Multimodal predictors of functional and cognitive decline in relapsing-remitting multiple sclerosis

The underlying mechanisms for neurodegeneration in multiple sclerosis are complex and incompletely understood. Multivariate and multimodal investigations integrating demographic, clinical, multi-omics, and neuroimaging data provide opportunities for nuanced analyses, aimed to define disease progression markers. We used data from a 12-year longitudinal cohort of 88 people with multiple sclerosis, to test the predictive value of multi-omics, MRI, clinical examinations, self-reports on quality of life, demographics, and general health-related variables for future functional and cognitive disability. Progressive functional loss beyond an Expanded Disability Status Scale score≥4 was used to define a functional loss group. A cognitive decline group was defined by a ≥25% decrease from the maximum (cognitive) Paced Auditory Serial Addition Test score. We used a multiverse approach to identify which baseline variables were most predictive for functional and cognitive loss group memberships, independent of analysis bias.

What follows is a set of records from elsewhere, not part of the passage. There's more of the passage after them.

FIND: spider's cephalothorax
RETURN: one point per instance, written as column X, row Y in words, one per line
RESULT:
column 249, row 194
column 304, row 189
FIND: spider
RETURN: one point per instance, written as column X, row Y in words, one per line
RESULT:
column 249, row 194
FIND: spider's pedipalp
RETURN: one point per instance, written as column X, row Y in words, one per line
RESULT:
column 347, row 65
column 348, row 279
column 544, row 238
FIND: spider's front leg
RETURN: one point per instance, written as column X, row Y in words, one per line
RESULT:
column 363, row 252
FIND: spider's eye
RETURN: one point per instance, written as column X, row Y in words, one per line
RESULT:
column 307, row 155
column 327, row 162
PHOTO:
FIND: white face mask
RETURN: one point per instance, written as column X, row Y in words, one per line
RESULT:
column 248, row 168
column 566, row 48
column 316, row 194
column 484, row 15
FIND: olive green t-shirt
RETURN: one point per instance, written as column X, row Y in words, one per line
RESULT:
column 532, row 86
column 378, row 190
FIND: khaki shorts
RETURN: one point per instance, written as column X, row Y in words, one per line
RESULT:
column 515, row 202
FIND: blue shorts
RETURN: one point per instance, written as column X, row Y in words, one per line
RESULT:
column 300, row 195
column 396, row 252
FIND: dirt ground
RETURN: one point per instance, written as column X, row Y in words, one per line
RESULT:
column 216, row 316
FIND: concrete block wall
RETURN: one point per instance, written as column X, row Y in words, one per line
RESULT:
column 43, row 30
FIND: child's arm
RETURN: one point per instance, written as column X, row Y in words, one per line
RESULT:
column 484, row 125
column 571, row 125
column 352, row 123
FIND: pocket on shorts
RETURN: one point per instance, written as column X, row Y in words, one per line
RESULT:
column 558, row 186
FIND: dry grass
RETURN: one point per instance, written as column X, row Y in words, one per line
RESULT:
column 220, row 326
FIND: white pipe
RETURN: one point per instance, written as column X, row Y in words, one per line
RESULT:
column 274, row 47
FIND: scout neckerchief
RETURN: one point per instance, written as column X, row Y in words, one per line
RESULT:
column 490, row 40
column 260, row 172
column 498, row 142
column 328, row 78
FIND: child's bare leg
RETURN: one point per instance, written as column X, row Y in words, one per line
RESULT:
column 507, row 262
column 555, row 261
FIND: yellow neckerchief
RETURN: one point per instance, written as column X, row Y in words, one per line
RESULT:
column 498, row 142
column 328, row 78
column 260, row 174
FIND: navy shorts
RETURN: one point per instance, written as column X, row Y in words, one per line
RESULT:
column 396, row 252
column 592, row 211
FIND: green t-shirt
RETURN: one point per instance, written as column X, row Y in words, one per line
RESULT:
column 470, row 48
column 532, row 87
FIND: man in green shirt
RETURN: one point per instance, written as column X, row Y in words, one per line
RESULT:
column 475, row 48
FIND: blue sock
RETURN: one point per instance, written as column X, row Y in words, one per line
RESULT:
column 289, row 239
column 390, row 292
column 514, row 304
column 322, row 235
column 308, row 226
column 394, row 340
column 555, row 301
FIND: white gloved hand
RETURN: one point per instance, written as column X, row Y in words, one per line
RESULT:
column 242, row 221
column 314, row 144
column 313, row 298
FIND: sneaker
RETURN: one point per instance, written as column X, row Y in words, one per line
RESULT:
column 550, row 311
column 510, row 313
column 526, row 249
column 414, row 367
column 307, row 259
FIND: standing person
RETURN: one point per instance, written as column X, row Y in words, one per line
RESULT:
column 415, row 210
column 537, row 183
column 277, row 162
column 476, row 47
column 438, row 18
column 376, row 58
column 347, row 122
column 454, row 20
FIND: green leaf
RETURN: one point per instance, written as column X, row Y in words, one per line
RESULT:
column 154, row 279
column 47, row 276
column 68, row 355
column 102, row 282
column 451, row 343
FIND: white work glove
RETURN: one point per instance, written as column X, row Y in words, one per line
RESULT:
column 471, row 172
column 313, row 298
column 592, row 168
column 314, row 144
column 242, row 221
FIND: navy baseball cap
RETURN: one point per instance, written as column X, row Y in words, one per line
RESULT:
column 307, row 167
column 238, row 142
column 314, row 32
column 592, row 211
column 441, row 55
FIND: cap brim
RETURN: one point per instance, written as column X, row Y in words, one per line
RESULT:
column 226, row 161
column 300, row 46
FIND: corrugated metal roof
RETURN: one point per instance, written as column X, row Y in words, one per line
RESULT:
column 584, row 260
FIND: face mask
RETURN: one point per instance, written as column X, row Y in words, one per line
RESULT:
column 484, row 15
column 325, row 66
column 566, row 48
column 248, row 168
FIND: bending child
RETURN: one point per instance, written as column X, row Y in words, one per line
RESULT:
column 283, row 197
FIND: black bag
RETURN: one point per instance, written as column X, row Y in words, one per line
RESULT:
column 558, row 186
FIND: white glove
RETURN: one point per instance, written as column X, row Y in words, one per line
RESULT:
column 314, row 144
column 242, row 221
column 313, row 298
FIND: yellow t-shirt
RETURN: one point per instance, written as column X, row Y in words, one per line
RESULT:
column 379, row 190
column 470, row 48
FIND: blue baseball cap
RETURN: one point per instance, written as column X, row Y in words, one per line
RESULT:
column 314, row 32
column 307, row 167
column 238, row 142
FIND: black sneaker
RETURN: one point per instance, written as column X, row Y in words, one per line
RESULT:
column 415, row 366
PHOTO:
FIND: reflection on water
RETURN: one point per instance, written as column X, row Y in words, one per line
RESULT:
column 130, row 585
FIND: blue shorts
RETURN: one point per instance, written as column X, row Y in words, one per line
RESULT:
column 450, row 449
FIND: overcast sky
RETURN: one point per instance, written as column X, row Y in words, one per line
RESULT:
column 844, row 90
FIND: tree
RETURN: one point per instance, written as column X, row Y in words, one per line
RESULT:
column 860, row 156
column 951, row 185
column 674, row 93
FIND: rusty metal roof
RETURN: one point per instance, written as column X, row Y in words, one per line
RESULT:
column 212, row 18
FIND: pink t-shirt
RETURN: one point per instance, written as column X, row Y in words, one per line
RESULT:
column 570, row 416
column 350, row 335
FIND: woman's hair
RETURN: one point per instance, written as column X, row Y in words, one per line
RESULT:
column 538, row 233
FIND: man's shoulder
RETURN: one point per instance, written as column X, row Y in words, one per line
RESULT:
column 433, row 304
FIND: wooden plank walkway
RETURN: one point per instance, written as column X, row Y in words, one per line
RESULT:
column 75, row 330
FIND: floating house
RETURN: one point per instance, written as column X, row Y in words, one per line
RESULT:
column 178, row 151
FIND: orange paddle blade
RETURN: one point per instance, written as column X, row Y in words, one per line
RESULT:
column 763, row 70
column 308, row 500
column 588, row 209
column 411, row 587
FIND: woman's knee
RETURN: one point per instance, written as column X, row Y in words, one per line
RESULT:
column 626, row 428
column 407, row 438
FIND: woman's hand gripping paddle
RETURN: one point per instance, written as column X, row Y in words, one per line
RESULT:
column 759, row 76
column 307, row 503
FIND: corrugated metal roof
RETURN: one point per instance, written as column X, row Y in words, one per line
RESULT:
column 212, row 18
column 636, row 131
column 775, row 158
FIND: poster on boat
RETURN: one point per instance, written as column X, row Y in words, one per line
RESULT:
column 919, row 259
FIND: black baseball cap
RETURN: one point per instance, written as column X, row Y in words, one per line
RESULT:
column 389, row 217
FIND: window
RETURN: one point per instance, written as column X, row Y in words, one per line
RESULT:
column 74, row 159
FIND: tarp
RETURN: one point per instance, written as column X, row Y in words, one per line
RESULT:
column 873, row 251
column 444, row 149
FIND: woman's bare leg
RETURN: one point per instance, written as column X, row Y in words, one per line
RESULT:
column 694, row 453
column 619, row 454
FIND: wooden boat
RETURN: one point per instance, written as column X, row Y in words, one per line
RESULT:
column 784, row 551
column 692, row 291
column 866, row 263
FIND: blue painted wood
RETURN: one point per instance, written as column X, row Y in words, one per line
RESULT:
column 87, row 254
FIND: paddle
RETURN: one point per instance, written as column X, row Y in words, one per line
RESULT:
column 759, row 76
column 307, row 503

We identified several factors predicting an increased risk of future functional loss (FLG) and cognitive decline groups (CDG) within the next 12 years from baseline: functional score (0-10, median Odds Ratio per baseline unit increase [mORFLG=2.15±0.51; mORCDG=2.46±1.60]), cognitive scores (1-60 [mORFLG=0.98±0.03; mORCDG=0.91±0.06]), the number of previous relapses [mORFLG=1.56±0.26; mORCDG=1.44±0.60], serum vitamin A levels (umol/l [mORFLG=0.92±0.06; mORCDG=0.33±0.36]), self-reported mental health (1-100 [mORFLG=0.96±0.02; mORCDG=0.91±0.09]) and physical functioning (1-100 [mORFLG=0.99±0.01; mORCDG=0.97±0.03]). Our results suggest that clinical assessment of physical function and cognition, self-reported mental health, and potentially vitamin A levels are the best predictors for risk-group stratifications of people with MS at baseline. While these findings are promising, we also want to underscore the observed analysis-choice induced variability which necessitates both an increase in transparency when reporting study findings as well as strategies which are robust to the many researcher degrees of freedom.